阿次听了眨眨眼,思索了一下才问:“你是认真的么?”
“是怎么样?不是又怎么样?”
“如果你是认真的,我就辞职去。”
“以退为进?”阿初盯着弟弟的眼睛说,“你会后悔的,我根本不吃这套。”
“没什么可后悔的。我很喜欢这份工作,但它没你重要。”阿次诚恳地说。
“我是……开玩笑的。”阿初泄了气,他巴不得让阿次远离难以预测的危险和没完没了的加班,可他不能这么做。从刑侦到内保,阿次已经放弃了很多理想追求,这种割舍太让人心疼,他不忍心再要求更多,“停休到什么时候?”
“估计明后天就分批倒休了。还要等市局通知,确定下来,我发微信告诉你。”阿次把围巾递给他哥,说,“我早冻习惯了,你就别陪着我了。康复没多长时间,可别又因为感冒到医院输液。回去吧。”
阿初犹豫了一下,点点头,上了车。车子缓缓开动,他从后视镜里望着挺拔地站在寒风中的弟弟,心里很不是滋味。

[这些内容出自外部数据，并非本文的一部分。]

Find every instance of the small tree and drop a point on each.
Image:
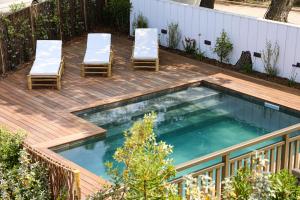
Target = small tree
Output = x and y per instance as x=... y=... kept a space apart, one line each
x=139 y=22
x=147 y=166
x=279 y=10
x=223 y=47
x=174 y=35
x=270 y=58
x=20 y=178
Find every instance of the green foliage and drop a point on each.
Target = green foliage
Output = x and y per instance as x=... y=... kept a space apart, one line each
x=116 y=14
x=15 y=7
x=223 y=47
x=285 y=186
x=292 y=79
x=247 y=68
x=139 y=22
x=200 y=55
x=190 y=46
x=18 y=39
x=238 y=186
x=174 y=35
x=147 y=166
x=10 y=147
x=47 y=23
x=270 y=58
x=19 y=177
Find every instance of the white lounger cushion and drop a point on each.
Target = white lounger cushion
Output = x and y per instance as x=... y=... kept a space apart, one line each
x=48 y=58
x=98 y=49
x=146 y=44
x=44 y=68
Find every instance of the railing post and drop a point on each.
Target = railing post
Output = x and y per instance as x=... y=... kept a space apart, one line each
x=285 y=152
x=77 y=191
x=225 y=170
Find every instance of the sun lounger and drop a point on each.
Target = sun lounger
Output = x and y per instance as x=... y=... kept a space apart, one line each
x=145 y=50
x=98 y=56
x=48 y=65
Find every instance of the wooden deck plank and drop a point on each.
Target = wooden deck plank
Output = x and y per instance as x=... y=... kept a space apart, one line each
x=45 y=113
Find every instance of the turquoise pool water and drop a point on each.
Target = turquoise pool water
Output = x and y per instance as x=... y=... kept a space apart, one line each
x=196 y=121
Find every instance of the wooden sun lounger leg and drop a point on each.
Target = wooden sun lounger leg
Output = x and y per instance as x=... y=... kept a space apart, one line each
x=58 y=82
x=109 y=70
x=29 y=82
x=157 y=65
x=110 y=64
x=82 y=71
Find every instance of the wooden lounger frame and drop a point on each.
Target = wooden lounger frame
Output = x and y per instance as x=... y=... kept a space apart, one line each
x=139 y=63
x=98 y=69
x=47 y=80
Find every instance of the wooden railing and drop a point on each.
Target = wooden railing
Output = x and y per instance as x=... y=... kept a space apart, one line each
x=283 y=154
x=62 y=179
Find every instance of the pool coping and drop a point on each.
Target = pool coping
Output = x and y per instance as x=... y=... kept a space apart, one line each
x=64 y=142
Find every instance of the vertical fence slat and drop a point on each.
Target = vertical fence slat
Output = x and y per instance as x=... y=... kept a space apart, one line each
x=297 y=155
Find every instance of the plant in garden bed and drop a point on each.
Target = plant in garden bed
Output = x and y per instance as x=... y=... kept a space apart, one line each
x=270 y=58
x=147 y=166
x=292 y=79
x=223 y=47
x=20 y=178
x=139 y=22
x=17 y=36
x=15 y=7
x=116 y=14
x=47 y=22
x=174 y=35
x=190 y=45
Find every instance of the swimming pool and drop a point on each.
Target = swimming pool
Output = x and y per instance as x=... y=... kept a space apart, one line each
x=196 y=121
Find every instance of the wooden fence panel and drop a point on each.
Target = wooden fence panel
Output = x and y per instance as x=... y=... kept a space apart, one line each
x=246 y=33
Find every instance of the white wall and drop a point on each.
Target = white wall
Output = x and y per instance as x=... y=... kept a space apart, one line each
x=246 y=33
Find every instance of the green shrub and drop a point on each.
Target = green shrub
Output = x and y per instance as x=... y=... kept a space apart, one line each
x=247 y=68
x=10 y=147
x=200 y=55
x=20 y=178
x=223 y=47
x=293 y=76
x=285 y=186
x=190 y=46
x=147 y=166
x=15 y=7
x=116 y=14
x=139 y=22
x=270 y=58
x=238 y=186
x=174 y=35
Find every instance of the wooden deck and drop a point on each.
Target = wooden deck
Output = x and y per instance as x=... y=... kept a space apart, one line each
x=46 y=113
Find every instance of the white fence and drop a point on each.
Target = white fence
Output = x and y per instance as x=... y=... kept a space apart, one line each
x=246 y=33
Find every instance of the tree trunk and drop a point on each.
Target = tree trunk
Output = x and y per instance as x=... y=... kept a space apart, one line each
x=279 y=10
x=207 y=3
x=245 y=61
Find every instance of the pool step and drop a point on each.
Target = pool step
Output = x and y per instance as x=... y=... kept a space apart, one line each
x=133 y=113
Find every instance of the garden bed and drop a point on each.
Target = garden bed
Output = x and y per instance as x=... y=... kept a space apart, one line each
x=255 y=74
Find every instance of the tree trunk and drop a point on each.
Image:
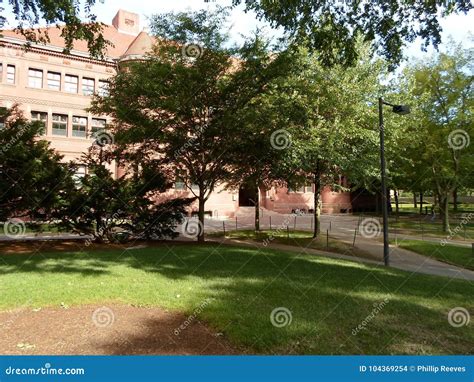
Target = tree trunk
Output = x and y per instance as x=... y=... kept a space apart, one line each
x=397 y=207
x=257 y=210
x=202 y=202
x=444 y=211
x=421 y=203
x=317 y=205
x=455 y=199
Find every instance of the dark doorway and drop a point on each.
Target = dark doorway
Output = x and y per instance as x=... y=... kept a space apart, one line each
x=247 y=195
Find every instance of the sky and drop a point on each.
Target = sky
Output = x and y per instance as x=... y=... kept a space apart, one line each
x=456 y=26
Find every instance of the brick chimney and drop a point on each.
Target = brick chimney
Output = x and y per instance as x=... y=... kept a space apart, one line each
x=127 y=22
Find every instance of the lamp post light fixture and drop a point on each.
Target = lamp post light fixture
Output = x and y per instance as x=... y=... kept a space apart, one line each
x=397 y=109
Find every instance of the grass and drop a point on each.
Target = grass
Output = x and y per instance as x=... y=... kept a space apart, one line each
x=328 y=298
x=452 y=254
x=302 y=239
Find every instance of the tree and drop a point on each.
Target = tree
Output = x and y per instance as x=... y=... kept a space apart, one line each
x=109 y=208
x=178 y=104
x=332 y=28
x=442 y=92
x=339 y=137
x=31 y=173
x=64 y=14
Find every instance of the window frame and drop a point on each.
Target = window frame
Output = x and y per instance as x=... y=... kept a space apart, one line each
x=68 y=83
x=56 y=122
x=34 y=117
x=89 y=92
x=35 y=78
x=9 y=80
x=83 y=127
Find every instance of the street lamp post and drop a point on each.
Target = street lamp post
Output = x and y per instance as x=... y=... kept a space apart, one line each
x=398 y=109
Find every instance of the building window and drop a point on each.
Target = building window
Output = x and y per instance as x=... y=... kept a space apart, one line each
x=97 y=125
x=41 y=117
x=103 y=88
x=79 y=127
x=11 y=74
x=88 y=86
x=79 y=174
x=71 y=83
x=35 y=78
x=54 y=81
x=60 y=125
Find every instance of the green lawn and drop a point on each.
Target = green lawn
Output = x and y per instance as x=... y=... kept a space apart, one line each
x=328 y=298
x=453 y=254
x=426 y=227
x=302 y=239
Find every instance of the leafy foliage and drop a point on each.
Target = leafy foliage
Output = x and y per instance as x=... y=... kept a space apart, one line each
x=332 y=28
x=31 y=173
x=65 y=14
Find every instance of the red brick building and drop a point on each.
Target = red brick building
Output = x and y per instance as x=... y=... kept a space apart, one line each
x=56 y=88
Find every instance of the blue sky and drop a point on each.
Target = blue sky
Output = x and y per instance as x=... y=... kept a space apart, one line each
x=457 y=26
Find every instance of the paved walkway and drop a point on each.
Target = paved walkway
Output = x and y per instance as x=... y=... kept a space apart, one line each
x=400 y=258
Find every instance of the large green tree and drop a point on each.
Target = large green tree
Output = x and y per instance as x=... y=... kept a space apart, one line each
x=442 y=126
x=75 y=18
x=332 y=28
x=31 y=173
x=339 y=138
x=179 y=103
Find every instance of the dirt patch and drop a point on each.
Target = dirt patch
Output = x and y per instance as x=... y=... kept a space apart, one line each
x=105 y=330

阿初单手撑着额头,自语道:“居然跟我说冻习惯了!究竟冻了多久才成为习惯的?”
阿四见他支着头,联想到之前的手术,忙问:“老板,你头疼么?”
“头不疼,心疼。”
阿初到了公司,看谁都不顺眼,总觉得这帮下属的工作比阿次舒服太多了,直到他碰上了赫连春水,心情才转好了些——这位就是不幸赶上冬天下河拍戏的演员之一。可惜赫连没看懂老板的脸色,急着公布妻子怀孕的喜讯,顺带表明愿意近期多接一些工作,给几个月后腾出伺候月子的时间。阿初自然同意,并向他表示了祝贺,只是在他离开后,打电话给编剧,为他多加了三场下河的戏份。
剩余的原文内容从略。